This is a question about a search problem associated with user6976's question. Suppose we are given a finite set of elements $S \subset \mathrm{GL}_n(\mathbb{Q})$ containing inverses of all its elements, and an integer $L$, and are asked to find a list of primitive non-redundant relationships of the form $a_1 a_2 \cdots a_{L'} = 1$ with $L' \leq L$. Here $a_1 a_2 \cdots a_{L'} = 1$ is primitive if no subproduct $a_l a_{l+1} \cdots a_{l'}$ of the l.h.s. evaluates to identity, and redundant if a cyclic permutation of it or its inverse is already in the list.
Of course, to fully specify the problem we must agree on how many such relationships should be in the list. We might ask for all of them (let say there are $m_L$ such relationships) or for a positive fraction of them: $\left\lfloor \rho m_L \right\rfloor$ relationships for some fixed $\rho \in (0, 1)$.
What is known about the complexity of this problem?
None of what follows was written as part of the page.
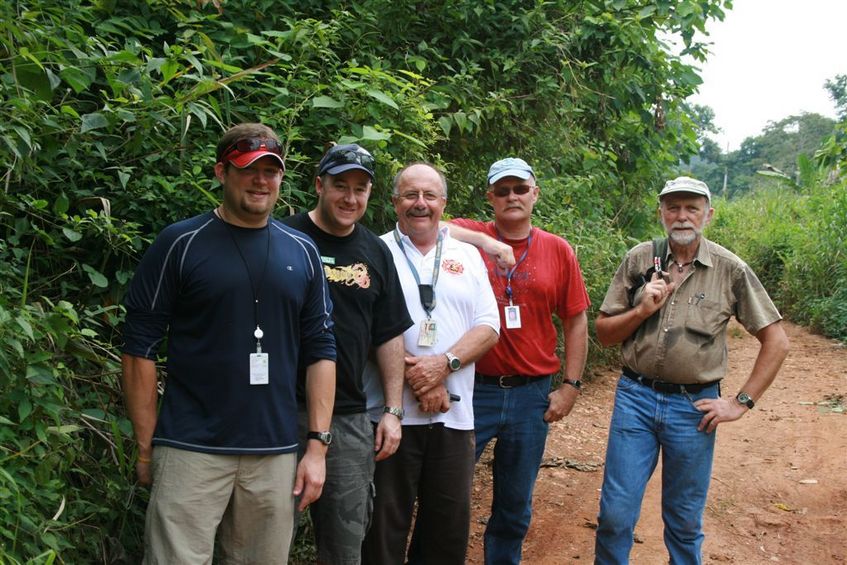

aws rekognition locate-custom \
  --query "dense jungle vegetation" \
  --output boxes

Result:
[0,0,847,563]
In particular, can it be solved in the time polynomial in $L$, the size of the input, and $m_L$? Or, at least, (for a fixed $S$ and $\rho$) is there an upper bound better than $o\!\left(Lm_{L} + \left(\left|S\right|-1\right)^{L/2}\right)$? Are there any practical algorithms for solving it (better than brute-force)?
Note: similarly to user6976's question, $\mathbb{Q}$ can be replaced with any field of characteristic 0 by, possibly, moving to larger matrix sizes: e.g. $\sqrt{q}$ can be represented as $\left(\begin{smallmatrix}0&1\\q&0\end{smallmatrix}\right)$ by doubling the matrix size; see also (Lipton, Zalcstein) for the proof of logspace complexity of the original word problem.
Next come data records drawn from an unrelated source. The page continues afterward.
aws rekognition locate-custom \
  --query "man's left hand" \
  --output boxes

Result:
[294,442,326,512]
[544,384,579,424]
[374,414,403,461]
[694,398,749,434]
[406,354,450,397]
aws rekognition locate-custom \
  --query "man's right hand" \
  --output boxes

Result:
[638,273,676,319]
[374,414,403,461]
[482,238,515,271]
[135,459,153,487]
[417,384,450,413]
Note 2: By brute force, in this context, I mean an algorithm going the breadth-first-search on products of length up to $L/2$, discarding all non-primitive products and writing the rest into a hash table, with complexity scaling with $L$ roughly as $\left(\left|S\right|-1\right)^{L/2}$ (but could be slightly better if a lot of products are discarded as non-primitive).